I have maybe a slightly different take Tran777.
The way I look at ITT and PP is the difference between efficacy and effectiveness.
I have a new drug. It tastes terrible. I run a trial.
Of the subjects that take the drug as they were supposed to (PP) they do very well. Trouble is many patients don’t take the drug as required and so don’t improve. Consequently the ITT analysis fails.
If the development process is at an early stage this might be a great result. The drug has efficacy and I can fix the taste to improve compliance and hence effectiveness later.

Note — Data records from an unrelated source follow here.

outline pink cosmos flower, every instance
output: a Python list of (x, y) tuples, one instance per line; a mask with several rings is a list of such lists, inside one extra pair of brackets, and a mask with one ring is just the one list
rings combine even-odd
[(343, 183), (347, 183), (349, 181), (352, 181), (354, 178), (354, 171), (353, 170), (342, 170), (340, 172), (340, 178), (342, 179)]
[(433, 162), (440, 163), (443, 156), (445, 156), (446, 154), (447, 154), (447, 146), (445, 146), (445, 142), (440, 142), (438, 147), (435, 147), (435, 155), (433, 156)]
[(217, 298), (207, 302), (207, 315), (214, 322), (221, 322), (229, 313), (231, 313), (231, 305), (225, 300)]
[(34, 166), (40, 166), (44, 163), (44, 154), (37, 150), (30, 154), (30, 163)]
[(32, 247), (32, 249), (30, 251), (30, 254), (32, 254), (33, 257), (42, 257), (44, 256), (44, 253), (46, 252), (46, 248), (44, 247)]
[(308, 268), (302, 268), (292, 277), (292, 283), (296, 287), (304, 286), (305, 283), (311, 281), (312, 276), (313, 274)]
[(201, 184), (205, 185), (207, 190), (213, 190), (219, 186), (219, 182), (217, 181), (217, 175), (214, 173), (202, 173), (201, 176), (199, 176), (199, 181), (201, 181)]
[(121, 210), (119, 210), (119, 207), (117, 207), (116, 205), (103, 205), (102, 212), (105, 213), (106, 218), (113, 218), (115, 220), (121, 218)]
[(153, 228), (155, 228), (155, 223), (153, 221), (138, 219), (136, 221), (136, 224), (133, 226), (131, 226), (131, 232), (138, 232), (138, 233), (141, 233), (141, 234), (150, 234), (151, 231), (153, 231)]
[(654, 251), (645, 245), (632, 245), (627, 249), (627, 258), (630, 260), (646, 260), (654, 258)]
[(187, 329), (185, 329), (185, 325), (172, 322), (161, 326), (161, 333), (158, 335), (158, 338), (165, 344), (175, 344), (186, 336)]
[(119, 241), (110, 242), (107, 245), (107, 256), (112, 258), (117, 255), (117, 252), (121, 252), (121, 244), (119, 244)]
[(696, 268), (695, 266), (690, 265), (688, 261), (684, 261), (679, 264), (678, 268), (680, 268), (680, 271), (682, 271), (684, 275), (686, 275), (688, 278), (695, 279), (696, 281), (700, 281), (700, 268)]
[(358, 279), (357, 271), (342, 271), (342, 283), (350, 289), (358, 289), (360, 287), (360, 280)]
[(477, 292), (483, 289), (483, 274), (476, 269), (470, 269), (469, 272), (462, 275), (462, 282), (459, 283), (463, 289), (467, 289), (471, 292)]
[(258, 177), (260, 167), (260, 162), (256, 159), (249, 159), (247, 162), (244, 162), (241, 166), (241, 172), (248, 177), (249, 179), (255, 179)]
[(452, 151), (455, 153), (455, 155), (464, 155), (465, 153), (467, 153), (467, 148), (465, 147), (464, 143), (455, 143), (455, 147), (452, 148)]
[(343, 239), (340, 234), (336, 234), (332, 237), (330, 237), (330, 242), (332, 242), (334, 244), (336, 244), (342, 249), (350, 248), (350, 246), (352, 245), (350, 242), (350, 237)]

The interaction with ITT and PP with non-inferiority trials however is more subtle.
The first simple point is a failed superiority trial cant become a successful non-inferiority trial. Pretty well full stop at that point.
But secondly PP comparisons (and not ITT) analyses are used in non-inferiority trials because essentially you are reversing the bias.
Imagine you ran a hopeless non-inferiority trial and large numbers of patients in both groups didn’t even start or comply with their treatments. The more hopeless your study was the better for showing non-inferiority (no difference) between the two treatments.
For this reason you take the PP treatment groups and compare the (hopefully) overlapping margins on them. In my hopeless study example I will fail because my small Ns of those who actually complied will produce a large CI.
Here the situation is a little bit trickier between ITT and PP because it would be expected that subject compliance isn’t the issue rather it is patient switching out of treatments. And this is informative of outcome – patients switched because they weren’t doing well. This is the bug bear of oncology trials; the ethics of the life and death make things more complicated.